Sure about that ? ;)

As "i" is printed as 18446744073709551615 when put into cout, I 
don't see how I couldn't be stored as a uint64...

It's actually -1 stored as an uint64.

This kind of optimizer problem is classical when mixing signed 
and unsigned values into such bit shifting expressions.

This is why you should always cast the signed input values to the 
unsigned result type right from the start before starting to 
mix/shift them.

Jul 24 2018

Patrick Schluter <Patrick.Schluter bbox.fr> writes:

On Tuesday, 24 July 2018 at 19:24:05 UTC, Ecstatic Coder wrote:
 On Tuesday, 24 July 2018 at 15:08:35 UTC, Patrick Schluter 
 wrote:
 On Tuesday, 24 July 2018 at 14:41:17 UTC, Ecstatic Coder wrote:
 On Tuesday, 24 July 2018 at 14:08:26 UTC, Daniel Kozak wrote:
 I am not C++ expert so this seems wierd to me:

 #include <iostream>
 #include <string>

 using namespace std;

 int main(int argc, char **argv)
 {
 	char c = 0xFF;
 	std::string sData = {c,c,c,c};
 	unsigned int i = (((((sData[0]&0xFF)*256
 					+ (sData[1]&0xFF))*256)
 					+ (sData[2]&0xFF))*256
 					+ (sData[3]&0xFF));
 					
 	if (i != 0xFFFFFFFF) { // it is true why?
 		// this print 18446744073709551615 wow
 		std::cout << "WTF: " << i  << std::endl;
 	}	    	
 	return 0;
 }

 compiled with:
 g++ -O2 -Wall  -o "test" "test.cxx"
 when compiled with -O0 it works as expected

 Vs. D:

 import std.stdio;

 void main(string[] args)
 {
 	char c = 0xFF;
 	string sData = [c,c,c,c];
 	uint i = (((((sData[0]&0xFF)*256
 					+ (sData[1]&0xFF))*256)
 					+ (sData[2]&0xFF))*256
 					+ (sData[3]&0xFF));
 	if (i != 0xFFFFFFFF) { // is false - make sense
 		writefln("WTF: %d", i);
 	}			
 }

 compiled with:
 dmd -release -inline -boundscheck=off -w -of"test" "test.d"

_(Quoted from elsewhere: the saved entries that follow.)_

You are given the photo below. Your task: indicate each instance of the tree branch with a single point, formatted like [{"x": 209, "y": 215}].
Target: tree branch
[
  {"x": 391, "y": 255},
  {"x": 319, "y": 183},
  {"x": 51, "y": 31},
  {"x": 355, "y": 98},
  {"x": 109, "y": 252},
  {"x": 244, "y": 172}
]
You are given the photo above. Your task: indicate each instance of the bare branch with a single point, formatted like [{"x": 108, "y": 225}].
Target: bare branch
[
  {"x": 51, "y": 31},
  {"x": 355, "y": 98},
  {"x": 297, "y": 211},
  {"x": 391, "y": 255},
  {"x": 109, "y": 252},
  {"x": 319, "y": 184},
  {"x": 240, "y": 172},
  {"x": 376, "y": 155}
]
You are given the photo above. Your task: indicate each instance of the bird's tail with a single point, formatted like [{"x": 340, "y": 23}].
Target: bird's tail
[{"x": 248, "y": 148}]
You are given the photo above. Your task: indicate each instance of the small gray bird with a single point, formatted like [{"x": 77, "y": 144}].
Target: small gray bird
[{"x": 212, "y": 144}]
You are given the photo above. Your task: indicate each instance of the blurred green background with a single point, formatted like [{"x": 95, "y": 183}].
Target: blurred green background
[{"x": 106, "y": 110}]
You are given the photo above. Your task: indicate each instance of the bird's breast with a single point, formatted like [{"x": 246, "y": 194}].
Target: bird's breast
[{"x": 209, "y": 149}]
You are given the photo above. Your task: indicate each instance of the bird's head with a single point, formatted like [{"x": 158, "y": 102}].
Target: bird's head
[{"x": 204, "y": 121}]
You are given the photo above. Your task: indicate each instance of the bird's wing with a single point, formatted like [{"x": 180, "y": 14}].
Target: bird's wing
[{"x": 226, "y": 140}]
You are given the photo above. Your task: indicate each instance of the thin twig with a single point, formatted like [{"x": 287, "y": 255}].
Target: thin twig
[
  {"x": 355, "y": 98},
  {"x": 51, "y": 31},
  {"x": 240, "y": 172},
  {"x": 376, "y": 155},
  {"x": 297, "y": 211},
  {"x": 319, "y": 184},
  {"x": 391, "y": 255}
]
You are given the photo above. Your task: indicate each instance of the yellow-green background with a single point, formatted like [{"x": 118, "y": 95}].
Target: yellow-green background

 So it is code gen bug on c++ side, or there is something 
 wrong with that code.

 As the C++ char are signed by default, when you accumulate 
 several shifted 8 bit -1 into a char result and then store it 
 in a 64 bit unsigned buffer, you get -1 in 64 bits : 
 18446744073709551615.

 That's not exactly what happens here. There's no 64 bit buffer.

 Sure about that ? ;)

Yes, there are no "buffers" only register and a place on the 
stack for the variable i.

As said it's undefined behaviour so anything goes. I just checked 
on godbolt what code is generated. https://godbolt.org/g/wxqfmM
So with -O0 this happens:
 From line 41 to line 77 the instruction to make the calculation. 
At line 78
mov DWORD PTR [rbp-40], eax which is writing out 32 bits to 
reserved space of i.
At line 85  mov eax, DWORD PTR [rbp-40] reloads that value in 
eax, this annuls the high part of RAX => RAX contains 
0x0000_0000_FFFF_FFFF

On the -O2 version it's even simpler. The calculation is done at 
compile time and the endresult -1 is put directly to the output. 
The test is even removed. Everything happens in the compiler.

Jul 24 2018

Patrick Schluter <Patrick.Schluter bbox.fr> writes:

On Tuesday, 24 July 2018 at 20:59:22 UTC, Patrick Schluter wrote:
 On Tuesday, 24 July 2018 at 19:24:05 UTC, Ecstatic Coder wrote:
 On Tuesday, 24 July 2018 at 15:08:35 UTC, Patrick Schluter 
 wrote:
 On Tuesday, 24 July 2018 at 14:41:17 UTC, Ecstatic Coder 
 wrote:
 On Tuesday, 24 July 2018 at 14:08:26 UTC, Daniel Kozak wrote:
 [...]

 As the C++ char are signed by default, when you accumulate 
 several shifted 8 bit -1 into a char result and then store 
 it in a 64 bit unsigned buffer, you get -1 in 64 bits : 
 18446744073709551615.

 That's not exactly what happens here. There's no 64 bit 
 buffer.

 Sure about that ? ;)

 Yes, there are no "buffers" only register and a place on the 
 stack for the variable i.

 As said it's undefined behaviour so anything goes. I just 
 checked on godbolt what code is generated. 
 https://godbolt.org/g/wxqfmM
 So with -O0 this happens:
 From line 41 to line 77 the instruction to make the 
 calculation. At line 78
 mov DWORD PTR [rbp-40], eax which is writing out 32 bits to 
 reserved space of i.
 At line 85  mov eax, DWORD PTR [rbp-40] reloads that value in 
 eax, this annuls the high part of RAX => RAX contains 
 0x0000_0000_FFFF_FFFF

what I forgot to mention, for the compiler the type deduction for 
the >> operator is done with the i variable, so it chooses the 
right template with unsigned int. For the optimized code as the 
calculation is done during compilation and there is no spill to 
the variable the type deduction for the >> operator for cout is 
done with that internal promoted temporary value and it deduces 
it as long (funnily declaring i as volatile doesn't change that 
even if the value is spilled to the stack).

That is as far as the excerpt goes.